# Apache Log Format Explanation

### Introduction
This notebook explains the structure of **Apache Access Logs** (Combined Log Format). Each line in such a log file records one HTTP request handled by the server. Understanding these fields helps analyze user behavior, track performance, and detect errors.

---

### Example Log Entry

```
79.133.215.123 - - [14/Jun/2014:10:30:13 -0400] "GET /home HTTP/1.1" 200 1671 "-" "Mozilla/5.0 (Windows NT 6.1; WOW64) AppleWebKit/537.36 (KHTML, like Gecko) Chrome/35.0.1916.153"
```

---

### Field-by-Field Explanation

| Field | Example | Description |
|:------|:---------|:-------------|
| **1. IP Address** | `79.133.215.123` | The IP address of the client (visitor) making the request. |
| **2. Identity (RFC 1413)** | `-` | Client identity determined by identd (rarely used today).

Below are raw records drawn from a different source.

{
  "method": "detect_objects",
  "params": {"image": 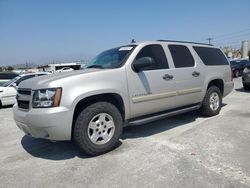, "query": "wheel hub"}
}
[209,92,220,111]
[88,113,115,145]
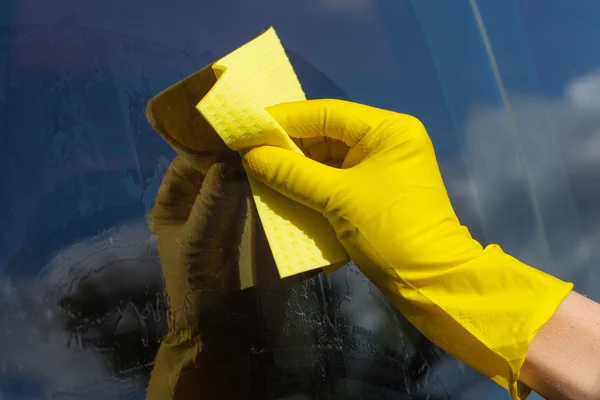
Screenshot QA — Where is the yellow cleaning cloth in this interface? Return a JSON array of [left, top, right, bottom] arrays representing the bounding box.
[[196, 28, 349, 278]]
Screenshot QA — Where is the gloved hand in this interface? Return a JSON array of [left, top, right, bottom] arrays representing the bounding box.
[[147, 157, 248, 400], [243, 100, 572, 399]]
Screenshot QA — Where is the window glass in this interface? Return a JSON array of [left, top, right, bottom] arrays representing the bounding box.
[[0, 0, 600, 399]]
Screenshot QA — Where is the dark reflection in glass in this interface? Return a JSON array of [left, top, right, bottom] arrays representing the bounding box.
[[5, 0, 600, 400], [0, 17, 479, 399]]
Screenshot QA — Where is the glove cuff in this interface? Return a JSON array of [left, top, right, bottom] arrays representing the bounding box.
[[399, 245, 573, 399]]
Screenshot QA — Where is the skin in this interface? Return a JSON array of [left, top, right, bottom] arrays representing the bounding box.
[[520, 292, 600, 400]]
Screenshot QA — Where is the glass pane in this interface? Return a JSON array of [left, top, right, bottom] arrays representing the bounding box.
[[0, 0, 600, 399]]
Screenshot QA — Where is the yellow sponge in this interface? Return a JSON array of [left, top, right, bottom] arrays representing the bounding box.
[[196, 28, 349, 277]]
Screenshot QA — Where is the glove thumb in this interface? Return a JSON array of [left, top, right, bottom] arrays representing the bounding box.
[[242, 146, 346, 214]]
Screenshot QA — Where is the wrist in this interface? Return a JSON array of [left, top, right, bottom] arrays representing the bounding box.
[[520, 292, 600, 400]]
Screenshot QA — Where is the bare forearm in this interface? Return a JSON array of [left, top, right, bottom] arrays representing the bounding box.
[[520, 292, 600, 400]]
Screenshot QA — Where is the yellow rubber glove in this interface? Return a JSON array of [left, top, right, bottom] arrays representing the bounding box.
[[243, 100, 573, 399], [147, 156, 249, 400]]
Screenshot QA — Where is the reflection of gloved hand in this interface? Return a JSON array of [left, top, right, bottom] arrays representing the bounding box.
[[147, 157, 245, 400], [243, 100, 572, 398]]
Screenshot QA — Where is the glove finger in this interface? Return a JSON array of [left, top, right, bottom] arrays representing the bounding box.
[[150, 156, 204, 224], [267, 99, 396, 147], [242, 146, 346, 213], [267, 99, 427, 168]]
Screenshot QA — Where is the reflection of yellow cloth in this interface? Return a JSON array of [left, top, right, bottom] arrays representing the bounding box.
[[148, 28, 349, 287]]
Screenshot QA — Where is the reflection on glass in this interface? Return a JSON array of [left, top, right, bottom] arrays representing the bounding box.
[[0, 0, 600, 399]]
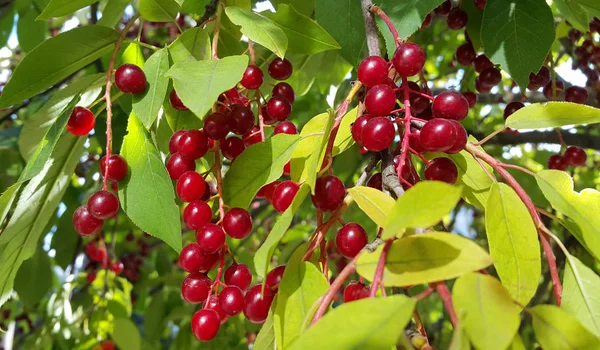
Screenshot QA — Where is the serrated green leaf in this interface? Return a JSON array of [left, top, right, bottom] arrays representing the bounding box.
[[0, 26, 119, 108], [223, 134, 300, 208], [506, 102, 600, 130], [37, 0, 95, 21], [348, 186, 394, 227], [290, 111, 335, 193], [139, 0, 179, 22], [119, 114, 182, 252], [381, 181, 462, 240], [265, 4, 340, 55], [530, 305, 600, 350], [169, 28, 211, 63], [253, 183, 309, 278], [290, 295, 416, 350], [535, 170, 600, 259], [225, 7, 288, 58], [356, 232, 493, 287], [485, 183, 542, 305], [481, 0, 554, 91], [133, 48, 169, 130], [452, 273, 521, 350], [560, 254, 600, 336], [165, 56, 248, 118]]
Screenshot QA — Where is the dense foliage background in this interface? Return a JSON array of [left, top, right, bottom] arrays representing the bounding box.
[[0, 0, 600, 350]]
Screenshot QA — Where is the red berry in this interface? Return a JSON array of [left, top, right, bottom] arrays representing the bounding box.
[[169, 90, 189, 111], [240, 65, 263, 90], [244, 284, 274, 323], [311, 175, 346, 212], [192, 309, 221, 341], [271, 83, 296, 103], [115, 64, 146, 94], [272, 180, 300, 213], [267, 96, 292, 121], [100, 154, 129, 182], [67, 106, 96, 136], [181, 272, 212, 304], [425, 158, 458, 185], [358, 56, 388, 87], [269, 57, 293, 80], [273, 121, 298, 135], [73, 205, 104, 236], [225, 264, 252, 290], [219, 286, 245, 316], [564, 146, 587, 166], [223, 208, 252, 239], [196, 224, 225, 254], [175, 171, 206, 202], [179, 243, 204, 273], [392, 43, 427, 77], [421, 119, 456, 152], [183, 200, 212, 230], [167, 152, 196, 181], [432, 91, 469, 121]]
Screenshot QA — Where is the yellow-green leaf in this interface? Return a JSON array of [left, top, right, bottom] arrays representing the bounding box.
[[485, 183, 541, 305], [452, 273, 521, 350], [356, 232, 492, 287], [381, 181, 462, 240], [348, 186, 394, 227]]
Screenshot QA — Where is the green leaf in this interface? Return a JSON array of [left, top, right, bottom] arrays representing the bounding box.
[[375, 0, 444, 57], [37, 0, 95, 21], [560, 254, 600, 336], [331, 107, 358, 157], [166, 56, 248, 117], [552, 0, 600, 33], [0, 26, 119, 108], [139, 0, 179, 22], [119, 114, 182, 252], [169, 28, 211, 63], [253, 185, 309, 278], [225, 7, 288, 58], [485, 183, 542, 305], [452, 273, 521, 350], [315, 0, 367, 67], [530, 305, 600, 350], [356, 232, 493, 287], [265, 4, 340, 55], [223, 134, 300, 208], [290, 111, 335, 193], [381, 181, 462, 240], [506, 102, 600, 130], [348, 186, 394, 227], [133, 48, 169, 130], [535, 170, 600, 259], [290, 295, 416, 350], [481, 0, 554, 91], [112, 318, 142, 350], [274, 261, 329, 349], [15, 245, 54, 308], [0, 133, 85, 305]]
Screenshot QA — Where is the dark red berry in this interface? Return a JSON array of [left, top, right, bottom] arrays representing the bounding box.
[[223, 208, 252, 239], [392, 43, 427, 77], [335, 222, 369, 259], [115, 64, 146, 94], [270, 57, 293, 80], [272, 180, 300, 213], [175, 171, 206, 202], [225, 264, 252, 290], [358, 56, 388, 87], [67, 106, 96, 136], [192, 309, 221, 341]]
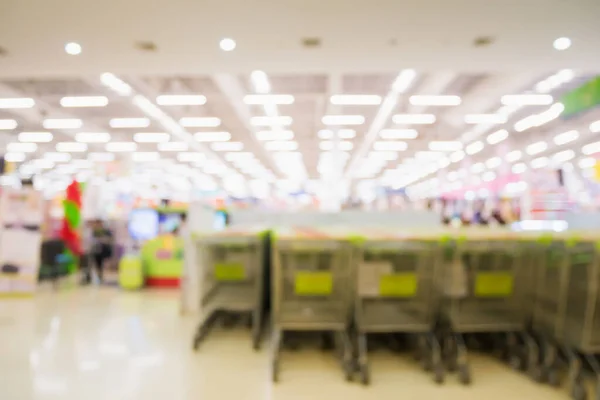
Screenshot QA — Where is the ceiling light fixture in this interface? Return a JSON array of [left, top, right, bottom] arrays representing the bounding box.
[[219, 38, 237, 51], [392, 114, 436, 125], [500, 94, 554, 107], [65, 42, 81, 56], [19, 132, 54, 143], [109, 118, 150, 129], [194, 132, 231, 142], [554, 130, 579, 146], [133, 132, 171, 143], [105, 142, 137, 153], [56, 142, 87, 153], [329, 94, 381, 106], [75, 132, 110, 143], [156, 94, 206, 106], [409, 95, 462, 106], [552, 37, 571, 51], [60, 96, 108, 108], [244, 94, 295, 105], [250, 116, 293, 126], [321, 115, 365, 125], [0, 97, 35, 109], [465, 114, 507, 124]]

Usually `-`. |
| **3. User ID (AuthUser)** | `-` | The username if HTTP authentication was used; otherwise `-`. |
| **4. Timestamp** | `[14/Jun/2014:10:30:13 -0400]` | Date and time when the request was received. `-0400` indicates timezone offset from UTC. |
| **5. Request Line** | `"GET /home HTTP/1.1"` | The HTTP request line including method (`GET`), resource path (`/home`), and protocol version (`HTTP/1.1`). |
| **6. Status Code** | `200` | The HTTP response status code — `200` for success, `404` for not found, `500` for server error, etc. |
| **7. Response Size** | `1671` | The size of the object returned to the client in bytes. |
| **8. Referrer** | `"-"` | The URL of the page that referred the client to this resource. `"-"` means none. |
| **9. User-Agent** | `"Mozilla/5.0 (Windows NT 6.1; WOW64)..."` | Information about the browser or client software making the request. |

---

### Visual Structure of Apache Combined Log Format

```
%h %l %u %t "%r" %>s %b "%{Referer}i" "%{User-Agent}i"
```

| Symbol | Field Name | Description |
|:--------|:------------|:-------------|
| `%h` | Remote Host | Client IP address |
| `%l` | Remote Logname | Identity from identd (if available) |
| `%u` | Remote User | Authenticated user (if any) |
| `%t` | Time | Request time |
| `%r` | Request | Request line from the client |
| `%>s` | Status | Final HTTP status code |
| `%b` | Bytes Sent | Size of response in bytes |
| `%{Referer}i` | Referrer | URL of the referring page |
| `%{User-Agent}i` | User Agent | Client browser info |

---

### Example Analysis Goals

- Count requests per IP address.
- Identify the most visited pages.
- Detect 404 (page not found) errors.
- Understand user browsers (based on User-Agent).

---

### Summary
Apache Access Logs provide a detailed record of every request handled by a web server. Each line helps in understanding **who** accessed the server, **when**, **what resource**, and **how** the server responded.

You can use Python, PySpark, or tools like ELK (Elasticsearch, Logstash, Kibana) to analyze these logs for insights into website performance and user activity.